Work packages

The project aim is to meet the needs for computational tools and services in the field of language technologies for the Slovenian language, to be used by research organizations, companies, and the general public.

The end products will help to communicate, collaborate, do business, share knowledge, participate in social and political discourse in a user-friendly way, and contribute to overcoming linguistic hurdles.

Language resources

In the first work package, we will upgrade Slovenian text corpora and the lexicon of word forms. We will renew training datasets and procedures for automatic linguistic annotation of modern Slovene. The results will be refreshed and expanded language resources available to both the user community and for the purposes of machine learning. The developed procedures and tools will make for a faster and easier update of Slovenian corpora in the future.

Speech technologies

It is planned to create a speech database, which will be the foundation for the development of a general speech recognizer, support tools and procedures to further develop a robust general and specialized recognizer, a web portal containing support tools and recognition models. Additionally, we will prepare guidelines for the creation of a real-time recognizer for the education domain.
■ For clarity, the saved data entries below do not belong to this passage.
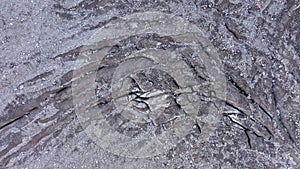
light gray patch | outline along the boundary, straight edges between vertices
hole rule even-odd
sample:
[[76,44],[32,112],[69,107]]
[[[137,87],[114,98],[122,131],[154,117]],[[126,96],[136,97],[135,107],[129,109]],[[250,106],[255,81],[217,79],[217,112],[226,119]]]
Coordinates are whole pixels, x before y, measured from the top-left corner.
[[[153,47],[144,39],[136,47],[118,46],[143,34],[173,41]],[[177,42],[201,58],[209,78],[205,83],[197,79],[202,70],[185,58],[190,56],[175,50]],[[73,102],[85,132],[103,149],[124,157],[152,157],[174,147],[195,123],[201,126],[202,141],[216,129],[221,106],[215,100],[226,98],[226,80],[216,50],[195,25],[170,14],[135,13],[100,28],[86,46],[99,51],[78,57]],[[101,50],[109,46],[113,50]],[[98,63],[98,68],[83,72],[82,67],[91,63]],[[201,93],[215,102],[205,116],[198,113]]]

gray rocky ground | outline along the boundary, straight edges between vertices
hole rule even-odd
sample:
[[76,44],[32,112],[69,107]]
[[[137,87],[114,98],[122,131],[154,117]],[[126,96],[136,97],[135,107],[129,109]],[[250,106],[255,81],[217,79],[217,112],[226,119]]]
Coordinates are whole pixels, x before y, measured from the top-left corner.
[[299,0],[0,9],[0,168],[300,168]]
Semantic resources and technologies

Objectives include the creation of a central open-access digital dictionary database, which combines different types of linguistic data for Slovene, the automatic creation of a semantic network, development of resources and tools for word sense disambiguation and semantic shift recognition, tools for automatic summarization and question answering, and the creation of corpora for performing semantic analyses.

Machine translation

The goals of this work package include the deployment of a reference machine translation engine, the development of support tools and definition of evaluation methods, the testing of alternative neural machine translation (NMT) frameworks, the development of NMT models and their upgrades in light of future updates to the corpus of translations, the development of a web portal, which will host the translation service, the preparation of a long-term plan for developing a MT engine for the education domain, a plan for further development of the general MT engine, and the collection of texts for the corpus of translations.

Terminology portal

This work package consists of the creation of a terminology portal with an accompanying search engine capable of searching through terminological resources, an online concordancer for the analysis of specialized corpora, tools for terminological candidates extraction, an online terminological resources editor, various guidelines and instructions for compiling terminological resources with sample databases, the deployment of a terminology consultancy centre, which will help users resolving queries, the answers to which will be readily published. We will also prepare a plan for future development and upgrading of the terminology portal after the completion of the project.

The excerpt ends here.